There are also a bunch of features that you get compared to straight reverse
proxying with Nginx. From
[https://github.com/phusion/passenger/wiki/Node.js](https://github.com/phusion/passenger/wiki/Node.js)
(that document is slightly outdated because of recently developments, we're
updating it):

* Multitenancy - Run multiple Node.js applications on a single server easily and without hassle. With vanilla Node, you have to remember where your ports are configure Nginx reverse proxies. With Phusion Passenger, you create a virtual host, set `passenger_enabled on`, and you're done.

* Process management and supervision - Node.js processes are automatically started, and automatically restarted when they crash.

* Statistics and insight - Phusion Passenger provides tools for inspecting the applications' status, such what requests they're currently processing, how many requests they've processed.

* Scaling - Based on current traffic, Phusion Passenger can spawn more Node.js processes, or spin down some existing Node.js processes.

* Load balancing - Phusion Passenger automatically load balances traffic across Node.js process. The load balancing mechanism utilizes a smart "first-available" selection algorithm to avoid problems caused by slow requests. Nginx's proxy balancer does not do this by default.

* I/O security - Node.js is automatically put behind a buffering web server, such as Apache or Nginx, which preprocesses and postprocesses HTTP requests and responses. This protects the Node.js app against slow-client attacks such as Slowloris. It also provides a secure environment which sanitizes HTTP headers, to protect against vulnerabilities in the app's HTTP parser.

* System security - Node.js processes are automatically started as the user which owns the app. This allows the OS to separate their privileges, so that a vulnerability in one app does not affect another.

* Static file acceleration - Static files are directly served by the web server (Apache/Nginx), not by Node.js. This offloads the Node.js application from handling those things.

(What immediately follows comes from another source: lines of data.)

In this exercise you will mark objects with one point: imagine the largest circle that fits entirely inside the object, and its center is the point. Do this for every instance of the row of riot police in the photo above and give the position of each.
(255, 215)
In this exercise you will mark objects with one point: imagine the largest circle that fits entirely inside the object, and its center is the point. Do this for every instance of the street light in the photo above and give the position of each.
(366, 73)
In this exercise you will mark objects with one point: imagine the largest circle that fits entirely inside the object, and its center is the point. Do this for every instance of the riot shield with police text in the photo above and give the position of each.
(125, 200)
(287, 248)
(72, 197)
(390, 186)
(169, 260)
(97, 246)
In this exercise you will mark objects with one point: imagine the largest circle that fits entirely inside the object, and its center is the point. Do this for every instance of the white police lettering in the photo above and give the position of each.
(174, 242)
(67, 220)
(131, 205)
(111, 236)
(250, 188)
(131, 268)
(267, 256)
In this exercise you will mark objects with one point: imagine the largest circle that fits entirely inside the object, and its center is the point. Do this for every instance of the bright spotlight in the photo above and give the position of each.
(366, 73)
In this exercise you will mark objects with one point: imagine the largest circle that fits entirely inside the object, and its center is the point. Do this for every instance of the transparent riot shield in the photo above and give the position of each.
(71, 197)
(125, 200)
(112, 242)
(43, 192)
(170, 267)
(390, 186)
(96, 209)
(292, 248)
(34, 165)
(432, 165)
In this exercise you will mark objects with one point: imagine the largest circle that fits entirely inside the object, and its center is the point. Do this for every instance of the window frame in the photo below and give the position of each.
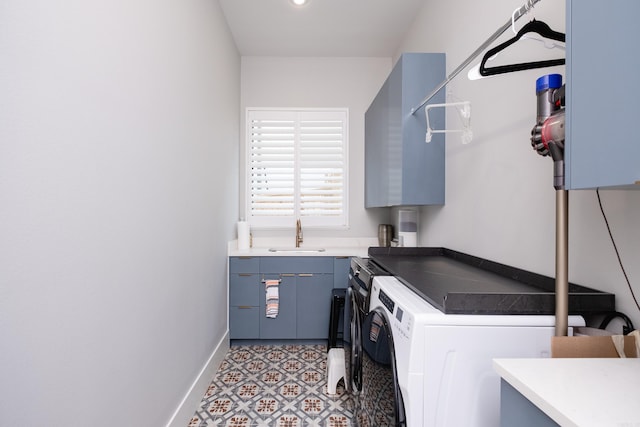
(339, 222)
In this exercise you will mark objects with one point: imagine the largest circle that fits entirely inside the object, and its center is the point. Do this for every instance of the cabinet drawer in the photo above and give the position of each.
(244, 289)
(285, 264)
(243, 264)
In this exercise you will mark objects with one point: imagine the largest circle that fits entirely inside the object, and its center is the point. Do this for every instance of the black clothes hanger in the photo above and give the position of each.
(531, 27)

* System integration and less moving parts - Phusion Passenger fully integrates Node.js with the web server (Apache/Nginx), so that in most cases the administrator only has to deal with the web server and with centralized Phusion Passenger management tools, instead of dealing with each app individually. Note that the integration we talk about here pertains to usability only. Under the hood, each Node.js application is still its own OS process, and does not run in the web server's address space.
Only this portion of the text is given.